Gli interpreti degli interpreti
Type
Change log
Authors
Abstract
The two authors are the organizers of the annual Socratic Symposium, which has been held in Florence since 2006. The ‘Socratic Symposium’ addresses each year a selected Dialogue of Plato; so far the they discussed the Ion, the Statesman, Timaeus, the Sophist, and the Symposium, by social scientists (sociologists, anthropologists, political scientists, and philosophers) from UK, Ireland, Germany, Italy, Belgium, the US and Canada.
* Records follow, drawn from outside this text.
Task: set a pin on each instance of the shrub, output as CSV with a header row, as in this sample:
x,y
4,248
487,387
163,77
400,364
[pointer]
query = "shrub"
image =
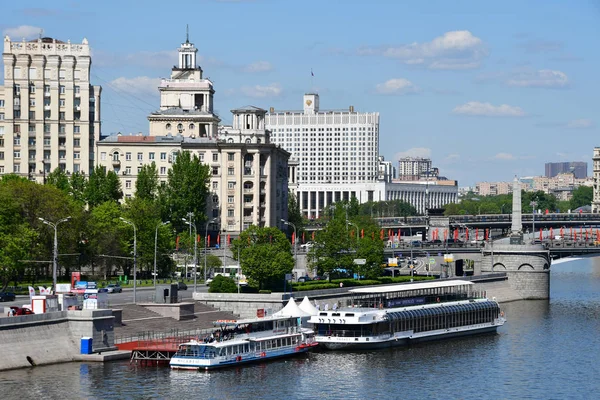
x,y
222,284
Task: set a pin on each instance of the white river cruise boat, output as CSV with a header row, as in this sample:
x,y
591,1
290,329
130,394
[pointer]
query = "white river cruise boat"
x,y
243,341
396,315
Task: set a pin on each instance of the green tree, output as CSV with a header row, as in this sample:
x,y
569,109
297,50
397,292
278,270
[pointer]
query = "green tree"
x,y
146,185
186,190
102,187
582,196
265,256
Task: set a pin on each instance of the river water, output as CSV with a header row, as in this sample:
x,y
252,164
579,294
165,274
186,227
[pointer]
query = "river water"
x,y
547,350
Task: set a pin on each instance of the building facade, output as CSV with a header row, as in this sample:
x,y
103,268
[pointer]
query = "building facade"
x,y
49,110
578,168
249,175
330,146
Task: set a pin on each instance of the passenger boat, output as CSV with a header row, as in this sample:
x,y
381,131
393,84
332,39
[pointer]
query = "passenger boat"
x,y
243,341
396,315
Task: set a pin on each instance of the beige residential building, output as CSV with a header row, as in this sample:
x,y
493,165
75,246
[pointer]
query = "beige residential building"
x,y
49,111
249,175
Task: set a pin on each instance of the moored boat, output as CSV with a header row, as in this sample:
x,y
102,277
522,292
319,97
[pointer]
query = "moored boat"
x,y
248,340
396,315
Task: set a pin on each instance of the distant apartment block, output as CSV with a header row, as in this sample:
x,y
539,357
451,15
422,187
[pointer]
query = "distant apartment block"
x,y
578,168
49,111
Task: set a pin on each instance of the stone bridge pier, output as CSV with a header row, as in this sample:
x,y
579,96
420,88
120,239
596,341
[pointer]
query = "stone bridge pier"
x,y
526,265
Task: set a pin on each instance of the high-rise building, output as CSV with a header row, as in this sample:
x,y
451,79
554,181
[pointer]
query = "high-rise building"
x,y
578,168
249,175
49,110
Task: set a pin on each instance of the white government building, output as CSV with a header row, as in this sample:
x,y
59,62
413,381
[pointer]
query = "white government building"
x,y
49,111
335,156
248,173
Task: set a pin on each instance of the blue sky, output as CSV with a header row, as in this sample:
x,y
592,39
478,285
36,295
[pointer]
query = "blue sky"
x,y
487,89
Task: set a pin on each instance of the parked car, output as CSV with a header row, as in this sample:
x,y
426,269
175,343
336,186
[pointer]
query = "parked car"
x,y
114,288
7,296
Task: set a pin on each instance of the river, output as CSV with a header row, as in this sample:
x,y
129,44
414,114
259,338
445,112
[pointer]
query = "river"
x,y
547,350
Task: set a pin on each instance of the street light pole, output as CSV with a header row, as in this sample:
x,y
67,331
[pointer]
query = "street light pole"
x,y
206,244
295,238
55,252
195,250
155,245
134,257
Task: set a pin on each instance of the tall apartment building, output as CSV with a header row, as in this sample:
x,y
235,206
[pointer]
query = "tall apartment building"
x,y
331,146
578,168
49,111
249,175
412,168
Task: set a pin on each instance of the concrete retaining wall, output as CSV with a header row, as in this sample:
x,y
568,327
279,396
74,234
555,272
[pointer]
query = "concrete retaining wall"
x,y
53,337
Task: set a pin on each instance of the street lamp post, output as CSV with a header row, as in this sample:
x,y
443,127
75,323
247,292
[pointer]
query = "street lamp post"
x,y
134,257
195,249
155,245
55,255
533,204
295,238
206,244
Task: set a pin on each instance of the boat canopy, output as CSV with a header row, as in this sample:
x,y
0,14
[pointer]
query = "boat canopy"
x,y
446,309
410,286
291,310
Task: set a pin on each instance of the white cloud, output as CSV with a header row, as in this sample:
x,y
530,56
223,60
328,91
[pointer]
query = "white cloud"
x,y
452,50
580,124
396,86
544,78
477,108
138,84
422,152
259,66
23,31
258,91
504,156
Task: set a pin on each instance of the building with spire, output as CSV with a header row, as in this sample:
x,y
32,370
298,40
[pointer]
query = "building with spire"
x,y
249,174
49,110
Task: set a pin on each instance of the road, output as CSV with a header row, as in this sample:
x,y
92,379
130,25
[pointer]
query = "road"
x,y
143,294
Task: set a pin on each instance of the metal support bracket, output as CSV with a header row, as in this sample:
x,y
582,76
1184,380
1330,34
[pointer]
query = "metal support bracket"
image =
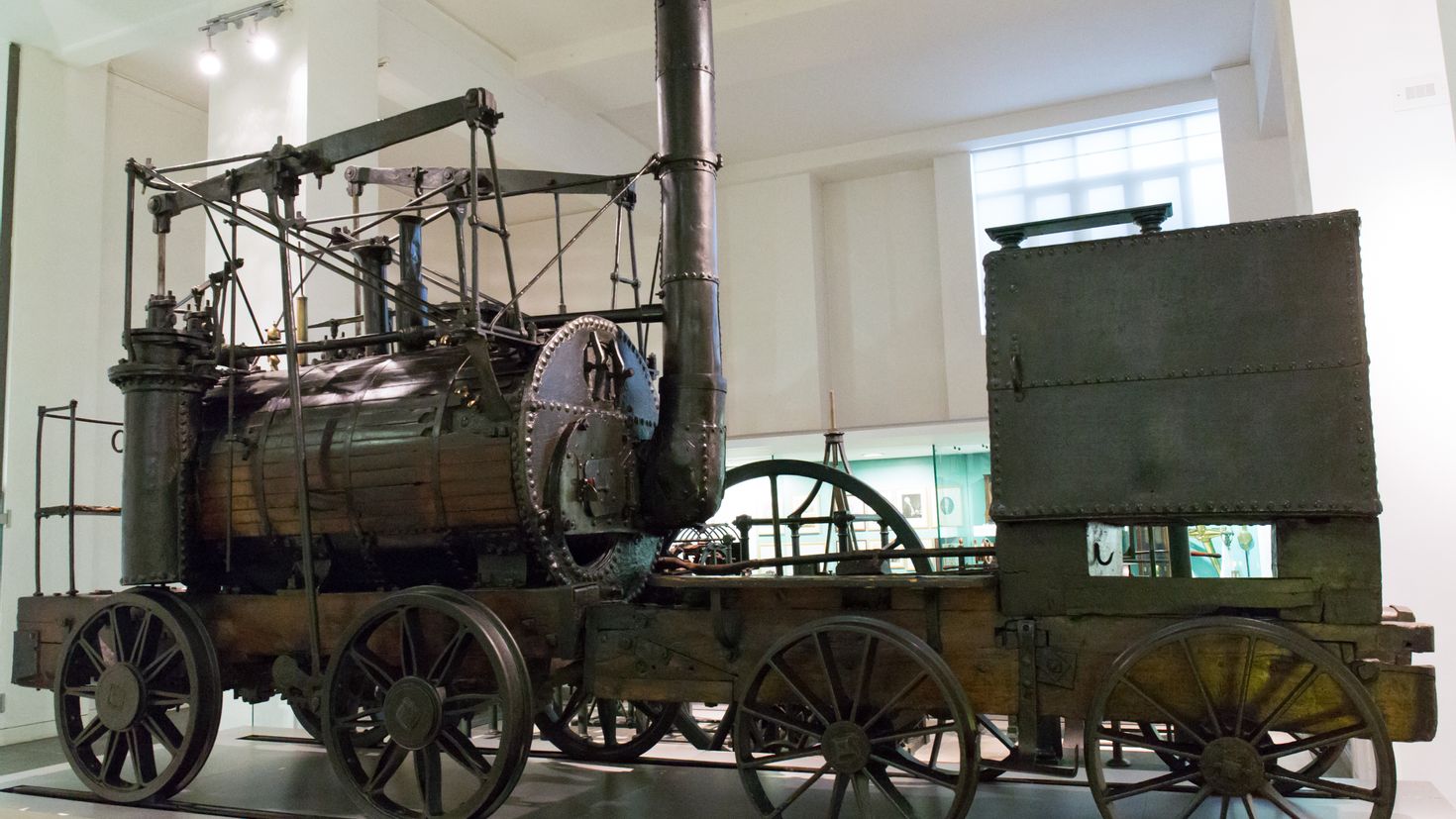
x,y
1035,665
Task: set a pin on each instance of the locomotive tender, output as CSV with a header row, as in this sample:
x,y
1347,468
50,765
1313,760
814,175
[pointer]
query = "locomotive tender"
x,y
428,534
The organisation of the Simposia was motivated by their belief in the special relevance of Plato’s ideas for the contemporary, suggested by a range of social scientists and philosophers like Gadamer, Ricoeur, Voegelin, Patocka, and – through his last few years of Collège de France lectures – Michel Foucault. This book on Plato's Ion would form a valuable contribution to other scholarly works, motivated by the perception that politics in the modern world is not simply based on the rational pursuit of objective interests, but that rather – just as in all human societies – it is deeply penetrated by mimetic concerns and forces, visible for instance in the inextricably connected phenomena of political revolutions, totalitarian systems, and media power (see, for example, the role of political marketing and propaganda). The study of such mimetic and emotional aspects to modern democratic politics requires the incorporation of broad, anthropologically based terms and perspectives that move beyond the narrow, rationalistic foundations of political analysis that can be traced back to Kant. This book on Plato's Ion will therefore be situated at the intersection point of social and cultural anthropology, comparative politics, and classical philosophical anthropology.